El Cabildo votó en contra de permitir la construcción del muro dentro de zonas residenciales, aunque el gobierno federal notificó que el proyecto abarcará toda la frontera sur, incluyendo el tramo urbano de Laredo.
LAREDO, TX.- La construcción de un muro fronterizo que abarcaría sectores urbanos entre Laredo y Nuevo Laredo fue notificada oficialmente al gobierno local, informó el alcalde Víctor Treviño durante la sesión de Cabildo del lunes.
De acuerdo con Treviño, contratistas del Departamento de Seguridad Nacional (DHS) presentaron planes preliminares con cronogramas, diseños y tecnología para edificar la barrera fronteriza como parte de las prioridades impulsadas por el presidente Donald Trump.
Sin embargo, tras sesión ejecutiva, el Cabildo votó en contra de permitir la construcción dentro de zonas residenciales ni dentro de los límites urbanos de Laredo.
La postura oficial reconoce la importancia de la seguridad fronteriza, pero rechaza el impacto que un muro urbano tendría en la ciudad.
“El DHS hizo oficial la intención del gobierno federal de construir un muro a lo largo de toda la frontera sur, incluyendo Laredo”, explicó Treviño. “Pero esta es la ciudad más segura de Texas y de Estados Unidos. Nuestro deber es proteger la calidad de vida de nuestros residentes”.

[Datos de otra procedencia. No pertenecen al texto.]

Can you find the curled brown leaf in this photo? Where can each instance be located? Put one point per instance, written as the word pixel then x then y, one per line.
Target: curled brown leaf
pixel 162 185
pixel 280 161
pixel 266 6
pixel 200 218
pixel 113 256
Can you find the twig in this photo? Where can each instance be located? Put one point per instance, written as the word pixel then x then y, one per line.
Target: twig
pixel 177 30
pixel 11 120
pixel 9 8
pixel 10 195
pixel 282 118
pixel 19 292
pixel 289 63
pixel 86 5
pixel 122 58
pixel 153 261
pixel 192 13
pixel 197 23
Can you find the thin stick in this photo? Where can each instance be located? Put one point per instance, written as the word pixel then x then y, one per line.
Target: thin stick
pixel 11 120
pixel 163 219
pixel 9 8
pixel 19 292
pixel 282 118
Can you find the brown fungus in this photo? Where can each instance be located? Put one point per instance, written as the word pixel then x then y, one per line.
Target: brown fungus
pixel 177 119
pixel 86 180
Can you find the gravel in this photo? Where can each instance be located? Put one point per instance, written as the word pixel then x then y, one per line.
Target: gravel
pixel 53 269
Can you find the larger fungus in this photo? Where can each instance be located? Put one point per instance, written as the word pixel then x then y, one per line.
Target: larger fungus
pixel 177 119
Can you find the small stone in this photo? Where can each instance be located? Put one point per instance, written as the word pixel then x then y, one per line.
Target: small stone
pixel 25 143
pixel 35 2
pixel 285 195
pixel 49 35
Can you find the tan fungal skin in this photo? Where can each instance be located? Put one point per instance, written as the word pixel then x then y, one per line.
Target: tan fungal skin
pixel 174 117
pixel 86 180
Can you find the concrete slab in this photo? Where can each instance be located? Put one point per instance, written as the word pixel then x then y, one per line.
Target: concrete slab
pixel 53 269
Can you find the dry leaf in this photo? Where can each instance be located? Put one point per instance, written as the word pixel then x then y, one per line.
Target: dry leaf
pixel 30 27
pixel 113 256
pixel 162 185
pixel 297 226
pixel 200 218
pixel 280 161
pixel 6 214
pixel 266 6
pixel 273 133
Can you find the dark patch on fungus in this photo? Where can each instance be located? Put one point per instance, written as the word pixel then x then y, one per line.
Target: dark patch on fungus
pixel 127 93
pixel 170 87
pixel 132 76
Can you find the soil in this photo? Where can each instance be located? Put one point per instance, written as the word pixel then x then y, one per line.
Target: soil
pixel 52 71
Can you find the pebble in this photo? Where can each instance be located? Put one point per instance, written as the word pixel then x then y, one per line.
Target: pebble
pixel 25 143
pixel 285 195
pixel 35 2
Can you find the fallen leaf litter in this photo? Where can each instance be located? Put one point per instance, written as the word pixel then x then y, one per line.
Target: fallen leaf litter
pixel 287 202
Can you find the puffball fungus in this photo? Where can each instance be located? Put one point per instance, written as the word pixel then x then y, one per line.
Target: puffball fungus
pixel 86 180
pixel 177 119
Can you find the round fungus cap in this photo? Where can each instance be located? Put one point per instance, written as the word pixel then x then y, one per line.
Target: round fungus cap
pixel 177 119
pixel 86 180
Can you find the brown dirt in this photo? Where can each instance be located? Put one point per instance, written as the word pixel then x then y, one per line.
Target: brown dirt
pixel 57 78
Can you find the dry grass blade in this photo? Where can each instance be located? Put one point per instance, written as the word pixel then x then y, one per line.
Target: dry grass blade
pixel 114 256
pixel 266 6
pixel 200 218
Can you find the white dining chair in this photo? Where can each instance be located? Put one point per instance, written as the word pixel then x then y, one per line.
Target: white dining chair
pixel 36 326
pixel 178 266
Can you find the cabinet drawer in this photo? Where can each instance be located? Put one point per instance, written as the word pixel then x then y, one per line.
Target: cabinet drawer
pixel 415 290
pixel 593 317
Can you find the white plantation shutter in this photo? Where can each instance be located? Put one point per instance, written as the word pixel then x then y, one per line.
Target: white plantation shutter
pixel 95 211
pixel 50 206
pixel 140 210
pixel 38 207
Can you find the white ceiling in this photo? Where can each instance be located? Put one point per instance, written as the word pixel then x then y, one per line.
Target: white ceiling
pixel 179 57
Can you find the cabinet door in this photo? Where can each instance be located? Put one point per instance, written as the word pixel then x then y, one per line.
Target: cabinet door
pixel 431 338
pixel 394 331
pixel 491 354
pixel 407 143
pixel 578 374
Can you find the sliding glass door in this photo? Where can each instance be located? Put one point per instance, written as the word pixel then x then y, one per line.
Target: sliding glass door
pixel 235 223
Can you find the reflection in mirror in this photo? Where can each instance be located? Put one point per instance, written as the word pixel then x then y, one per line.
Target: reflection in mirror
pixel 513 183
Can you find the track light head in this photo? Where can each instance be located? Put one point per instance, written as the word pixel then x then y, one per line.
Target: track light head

Según la información presentada por el DHS, la obra se justifica por crímenes transfronterizos, actividades de persecución y el uso de drones desde territorio mexicano. Treviño afirmó que ha sostenido reuniones periódicas con la Patrulla Fronteriza y funcionarios del DHS sobre detenciones, cruces irregulares y fugas en la frontera.
La administración municipal también abrió la puerta a una consulta pública para conocer la opinión de la ciudadanía.
“Este tema afecta nuestra historia local, el medio ambiente, la economía y la calidad de vida”, señaló el alcalde. “Debemos abordarlo con datos, sin convertirlo en un asunto partidista. Un mensaje dividido sería perjudicial para nuestra comunidad”.
El gobierno local anunció que mantendrá el diálogo abierto con residentes, autoridades estatales y federales para evaluar los impactos sociales, ambientales y comerciales del proyecto mientras el DHS avanza con sus planes para toda la frontera sur de Texas.